Mitochondrial permeability transition (mPT) pore has become a motive for drug evolvement pertinent to dysregulated apoptosis situations. Some chemical compounds impede tumor/cancer via the inception of mPT pore opening. Ciprofloxacin has been demonstrated to hinder growth and effect apoptosis in some cancer cells. However, using a rat model, this study investigated its effect on mitochondrial-mediated cell death via mPT pore opening and estradiol benzoate (EB)-induced endometrial hyperplasia. Mitochondria were isolated using differential centrifugation. The opening of the pore, cytochrome c release (CCR), mitochondrial ATPase (mATPase) activity, mitochondrial lipid peroxidation (mLPO), caspases 3 and 9 levels, and hepatic DNA fragmentation were determined. Histological evaluation of hepatic and uterine sections and immunoexpression levels of Bax, caspase 3, and anti-apoptotic Bcl-2 levels were quantified.

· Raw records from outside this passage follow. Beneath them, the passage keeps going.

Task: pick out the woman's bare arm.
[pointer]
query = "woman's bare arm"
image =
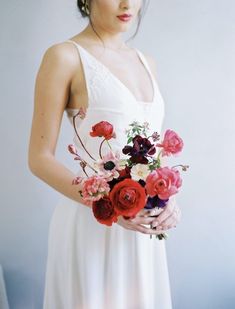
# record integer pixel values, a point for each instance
(50, 99)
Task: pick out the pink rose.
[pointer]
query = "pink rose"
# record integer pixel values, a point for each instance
(171, 144)
(94, 188)
(163, 182)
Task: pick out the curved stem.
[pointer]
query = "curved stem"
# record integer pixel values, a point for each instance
(109, 144)
(100, 148)
(74, 125)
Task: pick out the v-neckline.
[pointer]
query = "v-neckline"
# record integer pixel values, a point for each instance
(118, 80)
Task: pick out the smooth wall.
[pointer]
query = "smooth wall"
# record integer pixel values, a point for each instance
(194, 47)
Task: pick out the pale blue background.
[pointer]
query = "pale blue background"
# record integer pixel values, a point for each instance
(193, 43)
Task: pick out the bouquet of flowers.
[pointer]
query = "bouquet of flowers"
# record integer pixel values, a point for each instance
(122, 187)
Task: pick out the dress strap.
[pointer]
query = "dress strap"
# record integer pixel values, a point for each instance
(145, 62)
(85, 67)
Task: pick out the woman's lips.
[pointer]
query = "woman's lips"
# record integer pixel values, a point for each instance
(124, 17)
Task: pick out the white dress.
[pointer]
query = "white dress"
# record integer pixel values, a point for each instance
(91, 265)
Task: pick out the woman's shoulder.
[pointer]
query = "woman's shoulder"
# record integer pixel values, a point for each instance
(61, 57)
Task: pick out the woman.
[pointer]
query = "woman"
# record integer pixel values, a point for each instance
(90, 265)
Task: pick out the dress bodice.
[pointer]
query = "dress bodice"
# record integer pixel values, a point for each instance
(110, 100)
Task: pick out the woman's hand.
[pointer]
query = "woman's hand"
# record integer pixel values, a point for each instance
(135, 224)
(169, 217)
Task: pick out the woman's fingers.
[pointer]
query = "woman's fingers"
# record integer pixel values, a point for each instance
(142, 220)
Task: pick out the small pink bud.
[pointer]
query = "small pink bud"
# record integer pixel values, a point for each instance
(72, 149)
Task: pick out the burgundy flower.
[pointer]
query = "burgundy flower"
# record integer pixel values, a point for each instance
(141, 148)
(103, 211)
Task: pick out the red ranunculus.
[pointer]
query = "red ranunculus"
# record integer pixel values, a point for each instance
(128, 197)
(103, 211)
(103, 129)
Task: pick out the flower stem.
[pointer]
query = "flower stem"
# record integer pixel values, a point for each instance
(100, 154)
(109, 144)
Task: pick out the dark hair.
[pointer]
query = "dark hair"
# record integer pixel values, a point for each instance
(140, 15)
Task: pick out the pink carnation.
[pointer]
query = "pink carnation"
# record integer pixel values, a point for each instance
(163, 182)
(171, 144)
(94, 188)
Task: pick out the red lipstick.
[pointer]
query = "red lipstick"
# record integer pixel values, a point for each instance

The results show that ciprofloxacin caused mPT pore opening, CCR, mATPase activity, effected mLPO, caspases 3 and 9 activations, and hepatic DNA fragmentation. The histology of the liver section showed moderate to marked disseminated congestion at 100 mg/kg, while higher doses showed severe hepatic damage. Severe EH was detected in the EB-treated rats which was attenuated by ciprofloxacin in the treatment group. The Bax and caspase expressions were upregulated by ciprofloxacin while anti-apoptotic Bcl-2 was downregulated. Ciprofloxacin induces mitochondrial-mediated cell death via mPT pore opening and mitigates EB-induced EH in rat models via Bax/caspase/Bcl-2 signaling pathway.